Adapun barang-barang yang diperdagangkan dari Kerajaan Sriwijaya adalah berbentuk benang, kain, pengharum, keramik, alat dapur dari keramik, perhiasan manik-manik dan lainnya, sedangkan barang yang dari Kerajaan Panai berupa kemenyan, kapur barus, rempah-rempah, makanan pokok, emas, perak, batu akik, batu permata, batu bara untuk membakar dan memasak serta lainnya (sebagaimana telah dijelaskan cerita diatas).

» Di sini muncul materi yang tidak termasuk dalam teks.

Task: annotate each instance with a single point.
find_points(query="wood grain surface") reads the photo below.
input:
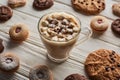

Marjalang Hasibuan pada umur 13 tahun dilihat para bangsawan kerajaan Panai bahwa badan dari Marjalang Hasibuan sangat kekar dan kuat karena sejak umur 8 tahun sering memanggul barang-barang dagangan dari kerajaan Panai ke kerajaan Sriwijaya begitu juga sebaliknya. Kemudian pedagang bangsawan kerajaan Panai saat berada di kerajaan Sriwijaya tertarik untuk berjudi sabung dalam bahasa Angkola manyabung yaitu mengadu dua manusia sampai siapa yang hidup dialah sebagai pemenang atau salah satu harus mati. Pedagang bangsawan menjadikan Marjalang Hasibuan sebagai orang yang dijadikan taruhan judinya untuk mengikuti pertandingan sabungnya di pasar perdagangan Sriwijaya. Saat itu Si Marjalang Hasibuan menang dan lawannya mati. Akhirnya diberikanlah dia makanan enak seperti daging, susu dan lainnya makanan yang bergizi untuk lebih menguatkan tubuhnya jika dia dijadikan sebagai aktor sabung untuk dijudikan. Sejak saat itu setiap mereka pergi ke Sriwijaya dia selalu disuruh berkelahi dengan budak-budak dari bangsawan Sriwijaya dan dia selalu menang. Tuan dari Marjalang Hasibuan yaitu bangsawan yang memilikinya dan bangsawan lainnya, jika Marjalang Hasibuan menang dalam perjudian itu akan memberikan hadiah kain yang biasa dijadikan bahan baju yang bagus yang kemudian hadiah itu diberikan kepada ibunya. Hal ini sering dilakukan Marjalang Hasibuan memberikan hadiah tersebut kepada ibunya sehingga keluarganya sudah terbiasa memakai pakaian yang layak/ bagus/ pakaian yang indah.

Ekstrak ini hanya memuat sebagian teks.